Henri Jeanson
Loin des yeux, près du cœur ? Est-ce pour cette
banalité que j’ai retenu cette citation ?
Peut-être, mais pas seulement. Car, s’il est vrai qu’on
aime lorsque les défauts de l’être aimé se sont estompés dans le lointain du
souvenir – et donc que ce sont les morts qu’on aime le plus – la dénonciation
de Jeanson est un peu plus cinglante.
C’est qu’on n’aime pas forcément – voire même du tout –
quand on dit qu’on aime. Je m’explique : certes quand je dis à la femme
qui est blottie contre mon épaule : « Chérie, je t’aime », ça
m’engage et si je ne le pense pas je me prépare bien des soucis, voire même des
remords si j’ai une conscience. Mais supposons qu’elle soit loin, très loin de
moi ; supposons que je lui écrive des lettres d’amour (comme on le faisait
autrefois) ; n’est-ce pas là que je vais imaginer les déclarations d’amour
les plus enflammées… mais aussi les plus sincères ? Quand nous lisons les
lettres qu’Apollinaire écrivait à Lou, ou Diderot à Sophie, qu’est-ce qui nous
frappe ? C’est bien sûr la force de cet amour, qui peut durer aussi
longtemps que durera cette correspondance, près de 15 ans dans le cas de Diderot.
(1)
Bref : on le devine, l’idée c’est que l’amour n’a
pas besoin de la présence de l’autre pour vivre. Il a besoin d’imagination, et
pour ça, il n’est pas nécessaire de faire appel au réel.
Alors, ça ne vous rappelle rien ? On prétend que
l’ère du numérique a disloqué les rapports humains, qu’au lieu de parler à nos
voisins réels, nous préférons parler à des amis virtuels, que les rapports
amoureux sont devenus à la fois plats et inauthentiques, avec cette appli GPS
qui nous permettent, au lieu d’accompagner notre copine qui fait les soldes, de savoir dans quel magasin elle est entrée.
Mais en réalité, en virtualisant les rapports humains, en
démultipliant les « amis » que vous ne rencontrerez jamais, peut-être
n’avez-vous pas seulement développé tous ceux qui sont pour vous des « prochains-lointains » ?
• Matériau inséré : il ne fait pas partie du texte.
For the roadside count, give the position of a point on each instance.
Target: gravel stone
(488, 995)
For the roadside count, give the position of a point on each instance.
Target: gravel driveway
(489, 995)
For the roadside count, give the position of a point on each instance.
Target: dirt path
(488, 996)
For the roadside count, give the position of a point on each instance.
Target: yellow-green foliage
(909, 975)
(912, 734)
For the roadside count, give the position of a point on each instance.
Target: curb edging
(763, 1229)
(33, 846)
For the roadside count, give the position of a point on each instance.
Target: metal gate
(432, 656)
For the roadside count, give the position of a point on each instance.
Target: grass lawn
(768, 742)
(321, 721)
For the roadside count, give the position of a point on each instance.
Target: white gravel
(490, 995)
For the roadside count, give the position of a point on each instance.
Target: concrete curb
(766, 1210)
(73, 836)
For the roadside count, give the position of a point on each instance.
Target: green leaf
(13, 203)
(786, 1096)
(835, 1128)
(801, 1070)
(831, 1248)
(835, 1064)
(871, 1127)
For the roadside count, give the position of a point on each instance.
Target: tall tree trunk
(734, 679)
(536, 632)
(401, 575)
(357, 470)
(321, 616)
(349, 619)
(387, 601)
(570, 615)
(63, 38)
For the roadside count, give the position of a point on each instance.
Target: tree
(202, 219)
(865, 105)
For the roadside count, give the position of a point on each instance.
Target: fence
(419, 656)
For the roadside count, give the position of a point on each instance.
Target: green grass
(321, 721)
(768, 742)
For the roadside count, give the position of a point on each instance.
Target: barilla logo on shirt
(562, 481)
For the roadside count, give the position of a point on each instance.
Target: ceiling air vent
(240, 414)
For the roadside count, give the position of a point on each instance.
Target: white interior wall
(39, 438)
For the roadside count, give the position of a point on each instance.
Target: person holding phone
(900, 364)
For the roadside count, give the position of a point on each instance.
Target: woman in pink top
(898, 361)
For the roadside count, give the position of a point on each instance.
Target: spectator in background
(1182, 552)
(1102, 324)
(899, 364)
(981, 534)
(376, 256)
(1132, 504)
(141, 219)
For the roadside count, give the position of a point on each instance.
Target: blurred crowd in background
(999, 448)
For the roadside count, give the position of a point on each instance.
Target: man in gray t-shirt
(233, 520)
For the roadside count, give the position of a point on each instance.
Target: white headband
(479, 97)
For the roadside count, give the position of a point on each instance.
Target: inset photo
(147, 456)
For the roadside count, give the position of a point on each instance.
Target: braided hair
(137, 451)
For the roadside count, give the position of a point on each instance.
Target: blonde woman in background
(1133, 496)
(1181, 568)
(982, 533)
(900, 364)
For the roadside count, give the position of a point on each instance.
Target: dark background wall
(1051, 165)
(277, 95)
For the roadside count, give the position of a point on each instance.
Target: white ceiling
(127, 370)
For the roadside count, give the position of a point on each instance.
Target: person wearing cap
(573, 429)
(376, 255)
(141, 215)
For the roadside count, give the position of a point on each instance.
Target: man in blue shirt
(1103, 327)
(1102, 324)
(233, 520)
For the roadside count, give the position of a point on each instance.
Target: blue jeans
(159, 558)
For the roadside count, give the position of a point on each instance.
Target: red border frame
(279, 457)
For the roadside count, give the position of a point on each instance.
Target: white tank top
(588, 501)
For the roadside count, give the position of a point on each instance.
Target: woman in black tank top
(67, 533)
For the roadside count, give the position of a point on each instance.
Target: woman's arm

Peut-être avez-vous aussi découvert, sans même y songer, une nouvelle façon
d’aimer les gens ? N’y a-t-il pas dans ces amis, des gens avec les quels
vous avez de chauds et réconfortants échanges ? Des amis Facebook avec les
quels vous partagez plus de valeurs et de rêves qu’avec … certains de vos amis
retrouvés chaque jour à la machine à café ?
D’ailleurs, si jamais vous rencontriez vos amis-Facebook,
pensez-vous que ça donnerait quelque chose de plus ? Qu’en
savons-nous ? En tout cas personne ne réclame de rencontrer tous ces gens
avec qui on a d’affectueuses relations – virtuelles !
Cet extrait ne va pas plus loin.